Читаем Пушкин. Изнанка роковой интриги полностью

А вот элементы амбивалентного поведения высшего начальства по отношению к Пушкину всегда отмечались. Пушкин едет «свободно», но – «под надзором фельдъегеря, не в виде арестанта». Из Москвы в Петербург ему можно путешествовать по своей воле когда угодно, но – «чтобы предварительно испрашивали разрешения чрез письмо». Сцилла и Харибда обозначены и в указании Бенкендорфа сочинять записку: «Вам предоставляется совершенная и полная свобода», но – тема задана: «На опыте видели совершенно все пагубные последствия ложной системы воспитания» (то есть 14 декабря)[369]. И т. д. В «постоянную двойственность» Пушкин был поставлен с момента отъезда из Михайловского[370].

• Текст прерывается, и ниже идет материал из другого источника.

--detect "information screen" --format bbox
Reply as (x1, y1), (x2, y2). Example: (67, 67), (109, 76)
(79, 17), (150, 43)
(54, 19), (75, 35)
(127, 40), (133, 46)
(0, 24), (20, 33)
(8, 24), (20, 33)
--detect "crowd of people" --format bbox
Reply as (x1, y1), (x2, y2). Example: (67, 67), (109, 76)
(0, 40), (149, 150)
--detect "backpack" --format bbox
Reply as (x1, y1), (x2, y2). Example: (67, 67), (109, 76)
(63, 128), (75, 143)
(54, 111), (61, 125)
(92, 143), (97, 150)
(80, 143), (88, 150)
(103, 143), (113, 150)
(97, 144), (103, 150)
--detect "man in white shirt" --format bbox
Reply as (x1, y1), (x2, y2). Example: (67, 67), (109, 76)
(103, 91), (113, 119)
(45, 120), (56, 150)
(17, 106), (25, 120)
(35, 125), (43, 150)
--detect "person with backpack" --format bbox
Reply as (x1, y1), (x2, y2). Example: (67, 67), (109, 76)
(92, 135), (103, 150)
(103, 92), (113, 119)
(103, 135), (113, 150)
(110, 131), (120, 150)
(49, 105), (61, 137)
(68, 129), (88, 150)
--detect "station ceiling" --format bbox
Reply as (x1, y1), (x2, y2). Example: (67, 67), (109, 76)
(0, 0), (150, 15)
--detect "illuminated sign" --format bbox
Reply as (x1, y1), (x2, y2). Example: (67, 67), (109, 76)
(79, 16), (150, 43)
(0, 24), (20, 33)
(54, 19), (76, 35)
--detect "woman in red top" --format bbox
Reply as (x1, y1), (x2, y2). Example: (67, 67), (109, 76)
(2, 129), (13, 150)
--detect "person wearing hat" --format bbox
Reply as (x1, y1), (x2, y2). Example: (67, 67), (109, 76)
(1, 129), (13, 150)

Традиционно трудным в записке «О народном воспитании» оставалось объяснение тезисов, которые Пушкиным не поддерживались, и понимание мотивов, по которым поэт это написал. Если текст противоречил, то без цитат говорилось, что имеются «сложности текста, некоторые места которого и сейчас непросто истолковать»[371]. Сосредоточим внимание именно на таких заявлениях Пушкина: непросто истолковать его суждения, поддерживающие, а то и обгоняющие теорию и практику правительства Николая I и Третьего отделения. Может быть, внешняя раздвоенность как бы настраивает мышление Пушкина на определенную волну?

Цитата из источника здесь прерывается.